Staying in the Game

This is another potpourri of topics.

walktracFirst of all, the photo. The orientation and mobility guy had these sent to me. They are sort of tire chains for your shoes. He said they were good for keeping you shiny side up when walking on ice and snow.

Once more: have I tried them? No. Do I recommend them? No. Do I know a thing about them beyond what I just said? No. The O&M guy had them sent to me and said they were valuable.

End of that topic.

As you gathered, I have been more or less discouraged recently. However, I have decided not to give up just yet. People are still talking to me even though I think I was an idiot. That is a plus. There are photos in the contest even though I really don’t think I will do great things this year. (Because of circumstances with my eyes and my husband’s back, the photos I entered were taken locally and I don’t find them all that inspiring.)

I am also feeling a little uneasy about the clinical trial. Having my contact leave was distressing. I need to come up with more of a plan to keep myself in the running.

So basically, after taking a short time out to feel sorry for myself (we are all allowed as long as it doesn’t drag out too long), I have gotten back in the game.

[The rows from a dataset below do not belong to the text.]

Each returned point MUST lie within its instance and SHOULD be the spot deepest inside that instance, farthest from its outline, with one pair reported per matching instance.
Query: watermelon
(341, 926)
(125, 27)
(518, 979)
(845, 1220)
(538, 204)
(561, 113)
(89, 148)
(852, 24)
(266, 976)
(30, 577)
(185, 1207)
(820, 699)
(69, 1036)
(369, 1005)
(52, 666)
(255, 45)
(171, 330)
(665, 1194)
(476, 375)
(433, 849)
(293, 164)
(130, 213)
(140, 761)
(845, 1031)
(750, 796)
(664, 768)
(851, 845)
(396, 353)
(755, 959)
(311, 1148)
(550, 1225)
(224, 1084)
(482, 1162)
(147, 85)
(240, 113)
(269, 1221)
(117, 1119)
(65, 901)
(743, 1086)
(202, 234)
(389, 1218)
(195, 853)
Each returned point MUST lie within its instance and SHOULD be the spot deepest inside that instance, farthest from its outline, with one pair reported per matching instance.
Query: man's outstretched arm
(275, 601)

I plan on doing what I can to help people around me. I am going to go and see how my photos did – after all, there are many people who have never won a single ribbon. If they can stand it, I can stand it. Fear of failure can be paralyzing so we need to avoid it – and I am already picking out Iceland photos to enter the next two years!

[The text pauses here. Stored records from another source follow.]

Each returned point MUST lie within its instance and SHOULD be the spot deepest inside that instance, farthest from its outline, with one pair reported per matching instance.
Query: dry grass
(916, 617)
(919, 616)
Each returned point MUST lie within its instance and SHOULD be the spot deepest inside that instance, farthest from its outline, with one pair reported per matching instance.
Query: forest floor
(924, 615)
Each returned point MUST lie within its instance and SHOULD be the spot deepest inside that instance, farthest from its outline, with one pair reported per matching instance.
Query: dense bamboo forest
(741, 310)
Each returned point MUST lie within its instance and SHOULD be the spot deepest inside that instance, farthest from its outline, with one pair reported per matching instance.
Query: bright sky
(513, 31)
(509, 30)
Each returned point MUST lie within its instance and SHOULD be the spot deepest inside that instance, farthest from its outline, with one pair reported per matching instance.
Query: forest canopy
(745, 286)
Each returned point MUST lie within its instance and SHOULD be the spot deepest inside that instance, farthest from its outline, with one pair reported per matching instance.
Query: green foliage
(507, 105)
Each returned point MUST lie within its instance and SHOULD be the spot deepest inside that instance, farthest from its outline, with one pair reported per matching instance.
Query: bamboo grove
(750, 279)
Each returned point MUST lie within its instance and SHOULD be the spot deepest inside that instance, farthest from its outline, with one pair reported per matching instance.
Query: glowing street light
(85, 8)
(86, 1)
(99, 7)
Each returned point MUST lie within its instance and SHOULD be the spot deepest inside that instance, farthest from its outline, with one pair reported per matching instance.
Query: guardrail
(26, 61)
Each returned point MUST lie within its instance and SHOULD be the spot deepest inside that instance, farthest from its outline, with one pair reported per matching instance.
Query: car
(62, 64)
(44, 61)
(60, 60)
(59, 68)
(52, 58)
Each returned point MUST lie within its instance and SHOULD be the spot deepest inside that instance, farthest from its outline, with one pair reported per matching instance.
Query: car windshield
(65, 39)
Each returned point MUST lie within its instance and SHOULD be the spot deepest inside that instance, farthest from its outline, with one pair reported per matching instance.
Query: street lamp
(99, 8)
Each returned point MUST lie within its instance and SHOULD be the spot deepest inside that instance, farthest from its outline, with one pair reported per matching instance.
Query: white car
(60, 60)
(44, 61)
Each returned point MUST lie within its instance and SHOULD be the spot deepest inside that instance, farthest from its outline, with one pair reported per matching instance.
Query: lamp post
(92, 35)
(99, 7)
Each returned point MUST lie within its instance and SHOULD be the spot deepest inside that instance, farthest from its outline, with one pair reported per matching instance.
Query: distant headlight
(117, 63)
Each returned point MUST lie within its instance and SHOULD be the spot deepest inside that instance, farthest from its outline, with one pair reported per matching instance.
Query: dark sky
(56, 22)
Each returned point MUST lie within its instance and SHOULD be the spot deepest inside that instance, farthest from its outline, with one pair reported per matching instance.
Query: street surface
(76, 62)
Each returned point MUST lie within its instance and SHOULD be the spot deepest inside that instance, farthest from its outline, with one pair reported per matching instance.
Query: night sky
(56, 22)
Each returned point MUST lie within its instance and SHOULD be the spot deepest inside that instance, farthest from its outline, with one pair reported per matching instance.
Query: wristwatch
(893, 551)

The clinical trials are a bit more of a dilemma. I plan on getting a third referral from Regillo, but my proverbial eggs are still all in the Wills Eye stem cell study basket. There should be someplace to jump if I am thwarted in getting into that study.

I wish. I went back to looking at the clinical trial lists and I came up empty. The closest thing that looked interesting was in Florida. Probably not practical.

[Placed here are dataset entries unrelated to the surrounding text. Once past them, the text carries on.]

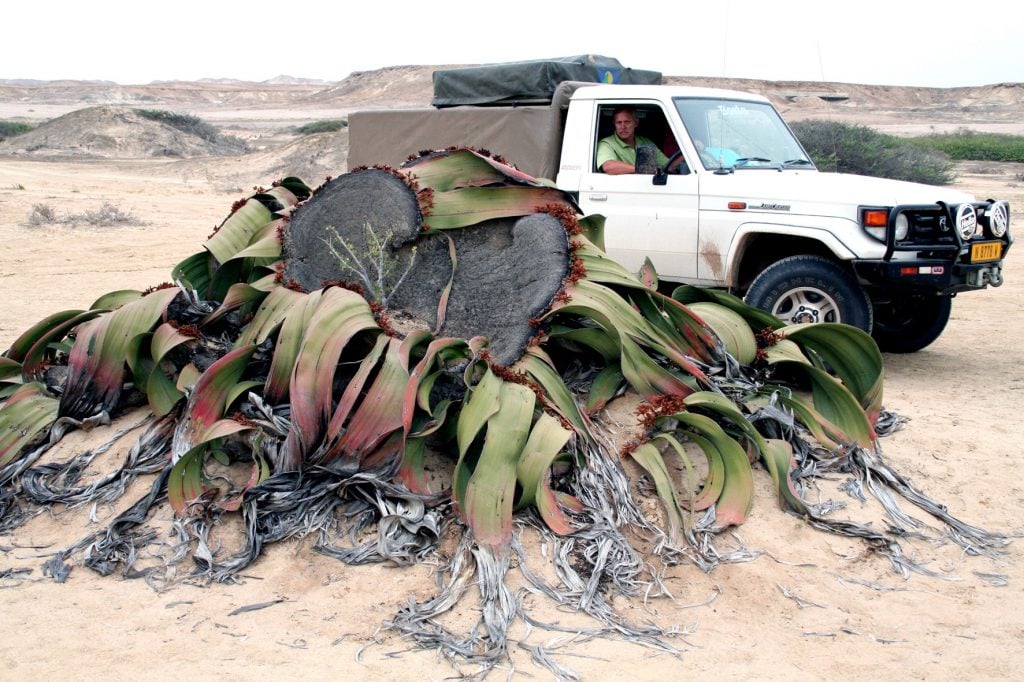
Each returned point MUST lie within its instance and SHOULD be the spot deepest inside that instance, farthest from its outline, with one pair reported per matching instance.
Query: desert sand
(810, 606)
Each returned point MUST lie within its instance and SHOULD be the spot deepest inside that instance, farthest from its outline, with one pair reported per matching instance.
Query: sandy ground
(962, 395)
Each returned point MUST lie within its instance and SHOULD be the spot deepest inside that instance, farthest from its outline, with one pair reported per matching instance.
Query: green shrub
(183, 122)
(843, 147)
(330, 125)
(972, 145)
(107, 215)
(11, 128)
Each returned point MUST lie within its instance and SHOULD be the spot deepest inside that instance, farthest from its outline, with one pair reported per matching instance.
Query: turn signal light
(876, 217)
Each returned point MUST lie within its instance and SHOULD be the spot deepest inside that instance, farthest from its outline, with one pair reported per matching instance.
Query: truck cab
(748, 211)
(744, 209)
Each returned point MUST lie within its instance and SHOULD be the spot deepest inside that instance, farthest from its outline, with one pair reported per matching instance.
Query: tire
(811, 289)
(907, 323)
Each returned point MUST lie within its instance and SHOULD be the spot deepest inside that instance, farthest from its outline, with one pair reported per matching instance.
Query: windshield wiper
(738, 163)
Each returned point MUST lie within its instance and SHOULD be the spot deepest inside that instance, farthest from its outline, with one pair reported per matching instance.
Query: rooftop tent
(529, 82)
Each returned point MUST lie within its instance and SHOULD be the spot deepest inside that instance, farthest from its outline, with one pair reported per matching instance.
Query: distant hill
(113, 132)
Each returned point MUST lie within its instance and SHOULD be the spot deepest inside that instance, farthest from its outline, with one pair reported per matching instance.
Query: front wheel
(907, 323)
(811, 289)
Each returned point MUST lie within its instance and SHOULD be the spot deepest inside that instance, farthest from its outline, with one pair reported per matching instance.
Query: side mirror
(646, 160)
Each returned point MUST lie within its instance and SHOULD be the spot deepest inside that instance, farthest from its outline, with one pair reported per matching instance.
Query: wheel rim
(806, 304)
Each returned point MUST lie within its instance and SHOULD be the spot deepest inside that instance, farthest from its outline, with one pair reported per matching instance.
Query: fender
(825, 237)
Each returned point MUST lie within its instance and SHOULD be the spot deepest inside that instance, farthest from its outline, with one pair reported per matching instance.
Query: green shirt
(613, 148)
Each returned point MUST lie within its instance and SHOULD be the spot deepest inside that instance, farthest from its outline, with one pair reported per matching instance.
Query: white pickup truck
(745, 211)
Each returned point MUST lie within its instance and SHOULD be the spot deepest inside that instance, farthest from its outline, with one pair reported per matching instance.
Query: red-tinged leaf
(339, 316)
(40, 353)
(116, 299)
(10, 371)
(736, 496)
(354, 388)
(184, 483)
(28, 412)
(647, 377)
(848, 352)
(446, 292)
(451, 170)
(593, 229)
(421, 372)
(269, 316)
(827, 434)
(648, 457)
(28, 339)
(221, 429)
(187, 377)
(756, 318)
(96, 364)
(482, 403)
(286, 350)
(547, 439)
(837, 405)
(539, 367)
(151, 378)
(411, 471)
(379, 415)
(604, 387)
(461, 208)
(240, 294)
(241, 389)
(196, 272)
(165, 338)
(238, 230)
(209, 400)
(489, 492)
(781, 454)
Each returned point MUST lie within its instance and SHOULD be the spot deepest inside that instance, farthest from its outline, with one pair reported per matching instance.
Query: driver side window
(619, 141)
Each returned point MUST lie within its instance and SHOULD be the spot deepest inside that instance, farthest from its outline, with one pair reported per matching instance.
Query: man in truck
(616, 154)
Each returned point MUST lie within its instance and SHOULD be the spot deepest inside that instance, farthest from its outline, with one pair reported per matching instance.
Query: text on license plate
(985, 251)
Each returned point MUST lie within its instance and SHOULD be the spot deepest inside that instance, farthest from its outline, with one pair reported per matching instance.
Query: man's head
(626, 124)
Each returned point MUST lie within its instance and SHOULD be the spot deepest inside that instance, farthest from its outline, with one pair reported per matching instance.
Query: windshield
(730, 133)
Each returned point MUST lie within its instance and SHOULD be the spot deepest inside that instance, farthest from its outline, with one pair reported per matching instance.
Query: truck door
(644, 219)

I did find something that may be positive, though. In September the National Institutes of Health changed the guidelines to expand the registration information in clinicaltrials.gov. The changes are supposed to make it easier for people to find clinical trials in which they might participate. The new regulations require much more information be shared on the site. That means if any other studies actually materialize, there will be more data available to make an informed decision. Good.

That’s pretty much it. I have chains to keep me from falling this winter and I am picking myself up from a ‘tumble’ or two in other areas.

Setbacks happen. I have been told the secret is to get up one more time than the times you have fallen.

Oh, and we need to keep checking clinicaltrials.gov. If you live in Florida, the one with bone marrow stem cells looked interesting. Consider it.

In other words, I have decided to stay in the game.